His men didn't even have enough combat skills to serve as a speed bump for these professionals. The only reason their defensive line hadn't been completely wiped out in the opening minutes was entirely due to the terrifying combat presence of Jeanne and Kal'tsit. If they wanted to see a miracle tonight, they desperately needed fresh reinforcements.
"I sent out an encrypted long-range distress signal hours ago," Kal'tsit stated, her face a mask of cold, calculated precision. "Babel's premier elite operators are currently rushing toward our coordinates at maximum speed. If their journey isn't slowed down by weather variables..."
The ancient doctor paused, looking up to analyze the thick, storm-choked sky before checking the digital screen of her wrist communicator to verify the timeline.
They are projected to reach our defensive line right before dawn. If we want to get out of this alive, our only directive is to use every single tactical asset we have to hold this exact spot until first light!"

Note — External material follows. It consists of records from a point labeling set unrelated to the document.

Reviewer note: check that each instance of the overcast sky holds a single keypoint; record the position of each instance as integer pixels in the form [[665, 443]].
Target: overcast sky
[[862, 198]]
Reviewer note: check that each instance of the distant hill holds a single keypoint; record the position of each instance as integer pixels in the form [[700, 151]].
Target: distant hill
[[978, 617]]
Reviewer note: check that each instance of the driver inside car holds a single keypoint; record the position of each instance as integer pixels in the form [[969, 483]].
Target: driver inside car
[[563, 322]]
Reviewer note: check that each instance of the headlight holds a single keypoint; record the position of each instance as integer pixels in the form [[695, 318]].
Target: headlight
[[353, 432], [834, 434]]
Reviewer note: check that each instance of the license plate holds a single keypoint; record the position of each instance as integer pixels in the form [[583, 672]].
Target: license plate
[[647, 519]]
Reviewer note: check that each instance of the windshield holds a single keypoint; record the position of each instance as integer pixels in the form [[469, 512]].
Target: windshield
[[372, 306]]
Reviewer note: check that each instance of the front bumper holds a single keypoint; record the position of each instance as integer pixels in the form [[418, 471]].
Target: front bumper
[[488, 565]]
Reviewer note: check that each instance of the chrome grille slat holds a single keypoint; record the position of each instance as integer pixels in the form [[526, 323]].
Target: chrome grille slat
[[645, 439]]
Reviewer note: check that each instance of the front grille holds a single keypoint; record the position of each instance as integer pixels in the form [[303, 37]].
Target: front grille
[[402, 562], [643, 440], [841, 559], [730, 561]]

Kal'tsit's voice carried a chilling, absolute weight that showed she wasn't spinning comforting lies. But the reality she was demanding was brutal: sunrise was still a staggering four to five hours away, while a professional mercenary detachment of this size had the coordination to wipe out a civilian camp in under twenty minutes.
The Lupo commander swallowed hard, cold sweat plastering his fur. Up above, the final searchlight shattered into a shower of glass from a sniper's bullet, and a few wet, heavy thuds echoed from the barricades as several frontline drivers took high-velocity rounds straight to the head.
Across the darkened perimeter, the only remaining light came from the erratic, dancing flames of their burning trucks. Looking out into the midnight dark, the defenders watched a massive, shimmering sea of red light particles drifting through the brush like a swarm of predatory fireflies—a sight that filled their hearts with pure terror.
Those glowing eyes didn't look beautiful; they were the physiological proof of the Sarkaz mercenaries' infection, their crimson eyes burning with a predatory light as the smell of fresh blood triggered the violent impulses of their biology. They were alpha wolves circling a pen of trapped sheep, completely intent on tearing the front line to pieces.
Of course, Jeanne remained firmly planted at the absolute center of the defense, her signature flag staff whistling through the air with loud sonic cracks as she cleared her immediate area. The sheer force behind her swings sent a clear warning to the surrounding enemies: Anyone who steps into this arc is getting their bones turned to dust.
An instant later, Jeanne tapped into her power, her holy blade erupting with a localized burst of specialized fire as she cut down an advancing shock trooper. The flames wrapped around his armored body instantly, turning his entire physical form into a pile of clean ash before he could even finish his step.
The intelligence our bosses gave us are completely wrong, the surrounding Sarkaz mercenaries thought, their eyes narrowing as they instinctively slowed their advance around Jeanne's sector. That woman's strength can't be measured by normal standards; she's a total wildcard!
Forming a loose, cautious ring around Jeanne's position, the predatory mercenaries began altering their strategy, aggressively calculating exactly what kind of special traps or high-yield suppression arts it would take to finally bring this terrifying woman down to her knees.